On the supply side, the services sector grew 5.6 per cent (Q4 2025: 6.2 per cent), supported by business-related and government services, while the manufacturing sector expanded 5.9 per cent (Q4 2025: 6 per cent) on stronger E&E production driven by continued demand for AI-related components.
The agriculture sector recorded slower growth of 2.6 per cent (Q4 2026: 5.7 per cent) as palm oil production normalised following strong yields previously, while the mining and quarrying sector contracted 2.1 per cent (Q4 2025: 1.4 per cent) due to weaker domestic oil and gas production.
Construction growth moderated to 7.7 per cent from 10.9 per cent previously amid slower residential and civil engineering activities, although special trade and non-residential activities continued to provide support.
BNM also said Malaysia recorded a wider current account surplus of RM15.2 billion in Q1, compared with RM2.7 billion in the previous quarter, driven by a larger goods surplus and higher services surplus supported by travel and ICT receipts.
Meanwhile, foreign direct investment (FDI) inflows remained sustained at RM22.8 billion, mainly channelled into the ICT and professional, scientific and technical activities sub-sectors.

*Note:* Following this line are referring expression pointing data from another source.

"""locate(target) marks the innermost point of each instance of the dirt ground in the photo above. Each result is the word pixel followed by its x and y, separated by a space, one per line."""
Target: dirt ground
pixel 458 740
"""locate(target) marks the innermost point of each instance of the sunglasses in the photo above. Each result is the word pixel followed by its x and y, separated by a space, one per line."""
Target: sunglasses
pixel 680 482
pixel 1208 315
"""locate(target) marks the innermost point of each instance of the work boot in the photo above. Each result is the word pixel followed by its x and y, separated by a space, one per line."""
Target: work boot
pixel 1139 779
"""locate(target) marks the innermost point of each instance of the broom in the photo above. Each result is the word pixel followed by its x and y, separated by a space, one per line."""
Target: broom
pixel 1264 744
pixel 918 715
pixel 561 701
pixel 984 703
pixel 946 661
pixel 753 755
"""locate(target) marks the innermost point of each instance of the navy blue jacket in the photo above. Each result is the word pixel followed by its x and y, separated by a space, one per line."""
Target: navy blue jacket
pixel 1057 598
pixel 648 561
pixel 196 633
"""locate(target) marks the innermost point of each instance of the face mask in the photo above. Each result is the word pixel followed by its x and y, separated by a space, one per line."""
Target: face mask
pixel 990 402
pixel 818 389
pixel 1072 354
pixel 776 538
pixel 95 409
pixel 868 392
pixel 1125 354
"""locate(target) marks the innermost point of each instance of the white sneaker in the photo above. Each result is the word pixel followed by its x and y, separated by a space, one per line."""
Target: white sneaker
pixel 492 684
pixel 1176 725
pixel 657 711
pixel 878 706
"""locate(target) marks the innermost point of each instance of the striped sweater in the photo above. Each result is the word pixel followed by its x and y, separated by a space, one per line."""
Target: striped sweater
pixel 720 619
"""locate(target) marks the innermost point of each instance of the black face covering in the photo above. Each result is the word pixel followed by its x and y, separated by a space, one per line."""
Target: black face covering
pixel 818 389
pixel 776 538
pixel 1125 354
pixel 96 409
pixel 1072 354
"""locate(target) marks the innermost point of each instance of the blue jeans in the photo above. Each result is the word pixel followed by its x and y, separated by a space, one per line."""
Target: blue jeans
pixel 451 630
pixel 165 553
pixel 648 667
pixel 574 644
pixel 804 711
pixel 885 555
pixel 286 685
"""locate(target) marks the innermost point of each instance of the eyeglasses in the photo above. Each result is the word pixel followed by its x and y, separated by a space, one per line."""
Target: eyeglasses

In a separate statement, BNM said investment growth was supported by the continued implementation of multi-year projects by both the private and public sectors, a high realisation rate of approved investments as well as the ongoing rollout of national masterplans.
BNM said export growth remained strong, driven mainly by continued expansion in electrical and electronics (E&E) exports.

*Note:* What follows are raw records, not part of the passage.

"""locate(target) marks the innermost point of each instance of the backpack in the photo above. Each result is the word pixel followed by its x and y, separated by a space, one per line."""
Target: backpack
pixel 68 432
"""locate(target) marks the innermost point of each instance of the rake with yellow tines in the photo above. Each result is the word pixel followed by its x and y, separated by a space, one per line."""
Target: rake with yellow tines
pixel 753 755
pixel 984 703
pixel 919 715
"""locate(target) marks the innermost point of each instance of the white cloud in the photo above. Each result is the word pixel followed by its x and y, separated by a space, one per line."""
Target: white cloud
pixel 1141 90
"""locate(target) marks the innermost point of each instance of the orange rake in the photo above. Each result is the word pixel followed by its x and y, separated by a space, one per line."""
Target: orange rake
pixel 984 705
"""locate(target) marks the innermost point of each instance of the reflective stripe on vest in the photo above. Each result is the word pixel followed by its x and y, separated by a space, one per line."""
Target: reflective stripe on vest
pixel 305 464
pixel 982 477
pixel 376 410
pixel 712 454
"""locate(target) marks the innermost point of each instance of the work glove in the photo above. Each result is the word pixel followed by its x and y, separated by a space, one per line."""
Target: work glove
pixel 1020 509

“Meanwhile, gross import growth moderated amid slower growth in capital, intermediate and consumer goods imports,” it said.

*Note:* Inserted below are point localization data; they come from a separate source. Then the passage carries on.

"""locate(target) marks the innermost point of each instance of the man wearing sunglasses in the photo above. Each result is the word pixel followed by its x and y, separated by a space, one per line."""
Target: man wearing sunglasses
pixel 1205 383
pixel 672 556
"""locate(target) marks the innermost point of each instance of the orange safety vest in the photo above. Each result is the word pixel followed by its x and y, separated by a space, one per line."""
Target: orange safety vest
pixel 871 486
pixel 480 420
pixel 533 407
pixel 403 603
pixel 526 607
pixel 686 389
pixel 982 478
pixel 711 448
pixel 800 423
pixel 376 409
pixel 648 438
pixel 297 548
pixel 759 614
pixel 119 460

It added that growth in the services sector moderated, reflecting slower motor vehicle sales following the front-loading of purchases in the fourth quarter ahead of the expiration of import duty waivers for electric vehicles.
“Meanwhile, the manufacturing sector performance remained supported by stronger E&E performance, in line with continued demand for artificial intelligence and data centre-related components,” BNM said.
Besides that, growth in the agriculture sector was lower amid normalisation in palm oil production following high output previously and ongoing replanting activities, it said.
“The mining and quarrying sector contracted, mainly due to weaker oil and gas production. In addition, growth in the construction sector normalised from a double-digit growth amid a moderation in residential construction and civil engineering activities,” it said.
BNM said that on a quarter-on-quarter seasonally adjusted basis, the economy contracted by 0.01 per cent compared with 1.4 per cent growth in Q4 2025, following the strong performance recorded in the preceding quarter.
Meanwhile, BNM Governor Datuk Seri Abdul Rasheed Ghaffour said Malaysia is expected to face external headwinds stemming from the ongoing geopolitical conflict in West Asia.
“As a small and open economy, Malaysia will inevitably face both direct and indirect impacts from the ongoing geopolitical conflict in West Asia.
“Higher energy prices, supply chain disruptions, and heightened uncertainty are expected to weigh on the external environment,” he said.
Nevertheless, Rasheed said the Malaysian economy is expected to remain resilient this year, with growth projected at between 4 and 5 per cent, supported by steady domestic demand and continued export expansion.
He said resilient domestic demand would continue to provide a strong buffer against external headwinds.
“Household spending will be underpinned by firm labour market conditions and continuous policy support. Investment activity will be driven by the continued progress of multi-year projects in both the private and public sectors, as well as the ongoing implementation of national master plans,” he added.
Despite external challenges, Rasheed said export growth would continue to benefit from the global technology expansion, particularly for E&E goods, reflecting Malaysia’s role in global value chains.